Abstract

Managers need to trace social impacts and vulnerability caused by environmental change all the way to its driving forces to target key system components for intervention. However, most available scientific evidence deals with either the ecological impacts of direct drivers or the value of ecosystem benefits to people. Our matrix-based tool combines these types of evidence to make environmental management problems traceable through a structured yet flexible procedure. The tool consists of a series of matrices that sequentially link direct drivers of environmental change, landscapes, ecological conditions, benefits to people, and stakeholder types. Qualitative matrices result from the integration and synthesis of available evidence from literature reviews, and where data is scarce, these are used to elicit quantitative scores from expert opinion.

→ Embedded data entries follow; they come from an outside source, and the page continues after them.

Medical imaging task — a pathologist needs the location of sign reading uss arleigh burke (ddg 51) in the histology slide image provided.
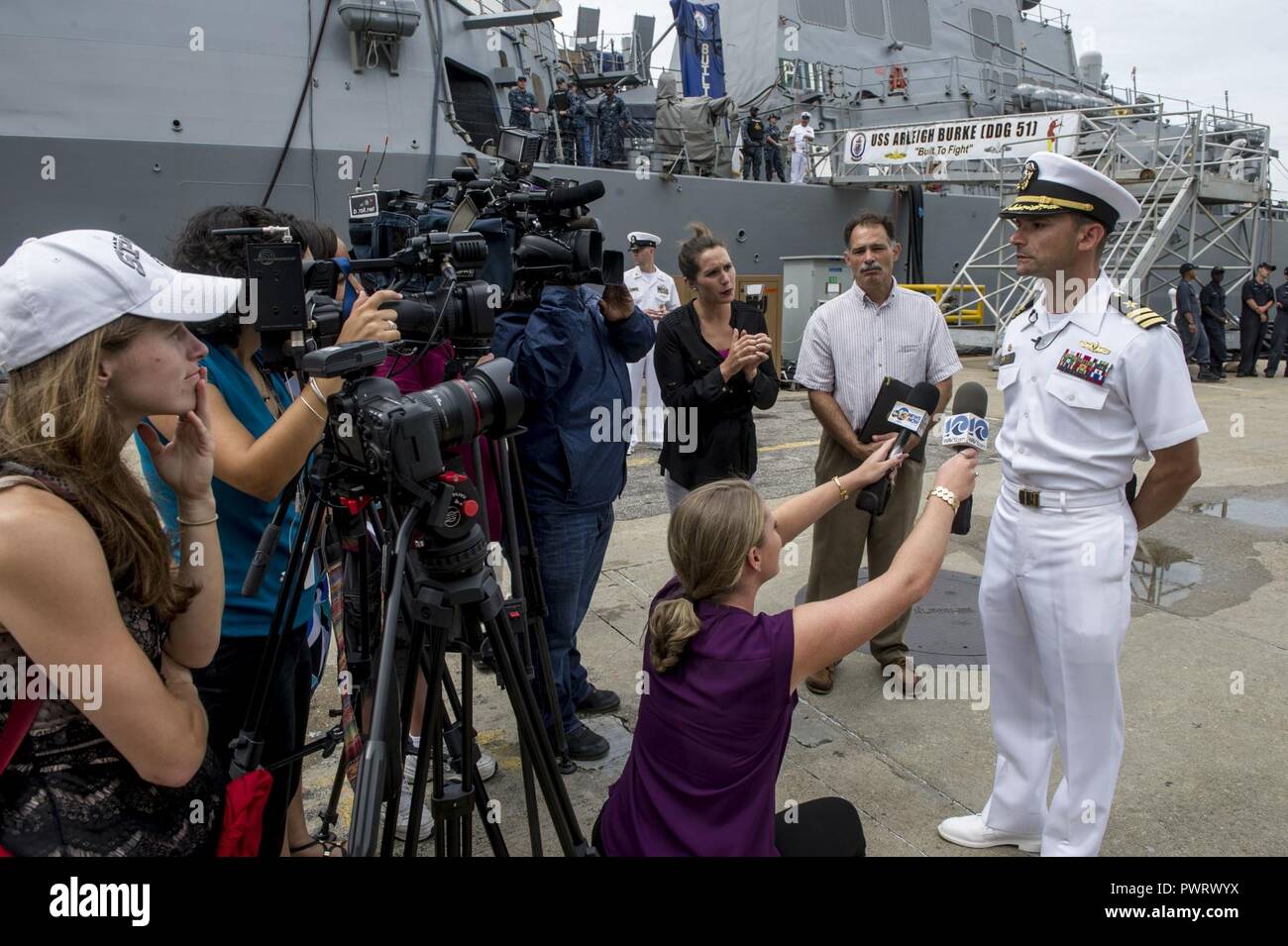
[845,112,1078,164]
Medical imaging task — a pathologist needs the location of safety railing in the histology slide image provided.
[899,283,988,326]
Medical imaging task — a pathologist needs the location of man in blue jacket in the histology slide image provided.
[492,285,654,761]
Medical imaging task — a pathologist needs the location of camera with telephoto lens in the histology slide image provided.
[301,341,524,495]
[349,129,623,312]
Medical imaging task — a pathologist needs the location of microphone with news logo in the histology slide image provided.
[943,381,988,536]
[854,381,939,516]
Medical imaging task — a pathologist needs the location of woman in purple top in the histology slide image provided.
[592,440,975,856]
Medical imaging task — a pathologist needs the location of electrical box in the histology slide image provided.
[781,257,854,375]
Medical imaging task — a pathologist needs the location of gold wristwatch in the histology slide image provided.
[930,486,961,512]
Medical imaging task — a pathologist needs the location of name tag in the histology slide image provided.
[1056,349,1113,387]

Expert scoring of links and multiplication of matrices allow for estimating the impacts of each driver of environmental change on each stakeholder type and using this information as input to assess stakeholders’ vulnerability through impact-influence diagrams. Applying the tool to the Argentine Gran Chaco, a globally threatened ecoregion, yielded a transparent and reliable picture of this data-scarce place, with important management implications. Tracing stakeholder impacts back to direct drivers confirmed that further encroachment of cleared areas around indigenous lands will increase the vulnerability of this social group. Also, assessing confidence levels for every social-ecological link suggested that incentivizing peasant farmers to restore natural forage supply represents a management opportunity to reverse degradation. Our tool makes interdisciplinary frameworks of linked ecological and social systems operational so managers can use the best available knowledge of a place and account for uncertainty to make environmental management decisions.